Under the non-exclusive agreement, terms of which were not disclosed, the US contract research organisation (CRO) will use PGT’s tech to search many hundreds of genomes simultaneously for clinically significant allelic variations.
Prior to simultaneous analysis the cost of such large-scale testing was too high for the drug research sector according to PGT’s collaborations director Jason Mundin, who told Outsourcing-pharma.com about the firm’s approach.
“PGT’s technology can process several hundreds or even thousands of genomes simultaneously, in a single sequencing assay, while retaining ability to identify each individual genome during post-sequencing data analysis.”

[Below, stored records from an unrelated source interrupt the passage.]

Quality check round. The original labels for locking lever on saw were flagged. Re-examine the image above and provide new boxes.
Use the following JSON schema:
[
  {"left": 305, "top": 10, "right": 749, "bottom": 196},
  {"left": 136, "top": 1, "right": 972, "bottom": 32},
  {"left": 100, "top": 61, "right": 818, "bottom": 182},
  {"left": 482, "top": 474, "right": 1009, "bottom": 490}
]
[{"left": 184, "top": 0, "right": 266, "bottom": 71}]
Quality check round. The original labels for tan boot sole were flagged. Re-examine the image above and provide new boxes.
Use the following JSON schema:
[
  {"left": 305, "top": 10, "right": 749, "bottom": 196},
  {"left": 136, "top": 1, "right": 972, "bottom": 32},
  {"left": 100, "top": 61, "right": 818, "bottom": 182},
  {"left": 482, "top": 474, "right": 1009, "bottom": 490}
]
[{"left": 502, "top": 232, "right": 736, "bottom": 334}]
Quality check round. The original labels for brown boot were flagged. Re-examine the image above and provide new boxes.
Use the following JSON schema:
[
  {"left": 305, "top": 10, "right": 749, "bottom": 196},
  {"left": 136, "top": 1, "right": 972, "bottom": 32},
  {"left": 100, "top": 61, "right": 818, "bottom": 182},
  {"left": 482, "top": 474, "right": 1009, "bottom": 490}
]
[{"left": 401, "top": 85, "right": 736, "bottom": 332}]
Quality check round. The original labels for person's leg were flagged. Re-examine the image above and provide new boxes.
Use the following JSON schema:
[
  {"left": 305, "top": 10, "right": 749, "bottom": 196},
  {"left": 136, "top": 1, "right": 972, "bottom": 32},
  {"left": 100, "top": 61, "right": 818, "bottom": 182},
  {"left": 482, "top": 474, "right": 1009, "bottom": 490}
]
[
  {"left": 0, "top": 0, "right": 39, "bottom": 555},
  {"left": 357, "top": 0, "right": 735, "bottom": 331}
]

Mundin explained that the ability to examine large numbers of genomes means biomarkers that are identified have excellent statistical significance and, perhaps more importantly, any false-positives can be easily detected.
“PGT can source high-value clinical sample sets, help in the identification of appropriate candidate regions and provide advanced bioinformatic analysis of data to produce strong correlations between genetic variants and disease phenotypes or drug response.”
He added that: “This approach enables the rapid identification of rare and common alleles that can collectively account for significant variation in treatment responses.”
“PGT has no plans at present to work with another CRO on similar terms and is focused on building on its already good relationship with Quintiles to demonstrate real clinical benefit to biopharma partners.”
Multi buster biopharma
Quintiles spokesman Jay Johnson agreed and suggested that: “Large-scale genomic testing offers significant benefits, but the costs have been too high for widespread use, especially in large clinical trials.
He cited reduced enrollment times, lower risk of adverse events and improved product differentiation among the key benefits and added that: “Biopharma’s future is “multi-buster” drugs targeted at specific patient populations based on their genetic makeup.
"This capability is crucial to successful drug development given that 70% of all Phase I-III trials include biomarkers in their protocols. In the near future, as DNA sequencing becomes standard in trials and clinical labs, we believe the technology will become a part of mainstream drug development."
Biomarkers in drug development
The deal with PGT is in keeping with comments Quintiles made earlier this year , when it told Outsourcing-pharma.com that greater use of biomarkers is needed to improve the efficiency of clinical research.
It also fits with the US CROs recent pharmacogentics-focused agreements with UK-based London Genetics , Danish-based firm Dako and cancer diagnostics company Biomoda.